Beirut: Tunisia’s former president Zine Al Abidine Bin Ali, toppled by a popular revolt in 2011, is ready to hand over his Swiss-held financial “assets” to the Tunisian state, his Lebanese lawyer said on Monday.
“My client is ready to hand over all his alleged assets and economic resources held in Switzerland to the Tunisian state,” lawyer Akram Azoury said in a draft statement to the Swiss ambassador in Lebanon, a copy of which was sent to AFP.
In the letter, which he plans to send to the Swiss foreign ministry, Azoury added: “You are authorised to transfer his alleged assets and economic resources to the Tunisian state, without any prior judicial or extra-judicial procedure, and without even referring to my client.”
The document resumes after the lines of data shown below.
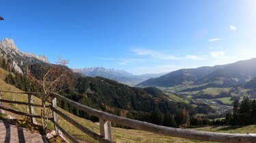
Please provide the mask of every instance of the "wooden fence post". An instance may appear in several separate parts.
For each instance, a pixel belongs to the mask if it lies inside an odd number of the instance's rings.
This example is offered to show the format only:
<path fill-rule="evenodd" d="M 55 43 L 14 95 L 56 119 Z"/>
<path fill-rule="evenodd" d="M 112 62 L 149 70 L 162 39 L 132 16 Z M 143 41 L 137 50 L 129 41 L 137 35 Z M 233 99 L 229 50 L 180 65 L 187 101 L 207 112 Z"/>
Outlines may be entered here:
<path fill-rule="evenodd" d="M 57 98 L 54 97 L 54 98 L 52 98 L 51 97 L 51 100 L 52 100 L 52 104 L 53 104 L 53 107 L 54 108 L 57 108 Z M 57 116 L 57 114 L 55 113 L 54 111 L 53 111 L 53 121 L 58 123 L 58 116 Z M 59 136 L 62 136 L 62 133 L 61 131 L 58 129 L 58 127 L 55 125 L 55 131 L 56 131 L 56 133 L 58 133 Z"/>
<path fill-rule="evenodd" d="M 2 92 L 1 91 L 0 91 L 0 99 L 1 99 L 1 97 L 2 97 Z M 2 106 L 2 103 L 0 101 L 0 106 Z M 0 113 L 1 114 L 3 114 L 3 110 L 2 109 L 0 109 Z"/>
<path fill-rule="evenodd" d="M 100 118 L 100 136 L 112 141 L 111 122 Z"/>
<path fill-rule="evenodd" d="M 29 104 L 29 114 L 34 114 L 35 112 L 33 110 L 33 107 L 30 105 L 30 104 L 33 104 L 33 95 L 31 94 L 27 95 L 27 101 Z M 31 121 L 33 123 L 37 124 L 35 118 L 31 117 Z"/>

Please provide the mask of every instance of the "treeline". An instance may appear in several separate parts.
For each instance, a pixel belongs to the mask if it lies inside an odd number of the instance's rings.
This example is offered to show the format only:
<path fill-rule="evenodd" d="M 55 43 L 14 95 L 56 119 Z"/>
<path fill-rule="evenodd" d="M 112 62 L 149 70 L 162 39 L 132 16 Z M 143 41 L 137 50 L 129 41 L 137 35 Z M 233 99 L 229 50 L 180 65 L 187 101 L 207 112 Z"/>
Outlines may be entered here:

At the end of June, a delegation of Tunisian experts met in Bern and Lausanne with a team of Swiss officials handling a case concerning the return of Bin Ali’s frozen assets, the Swiss government said last Tuesday.
“The aim of this strengthened cooperation is to restore as soon as possible the illicit assets held by the entourage of former president Ben Ali,” the Swiss authorities said.
Last October, Bern said it had frozen 60 million Swiss francs (Dh2.2 billion) worth of Tunisian assets.
In 2011, Bin Ali, who fled to Saudi Arabia, was sentenced to more than 66 years in prison in three separate trials in Tunisia, including for embezzlement, illegal possession of weapons and narcotics, housing fraud and abuse of power.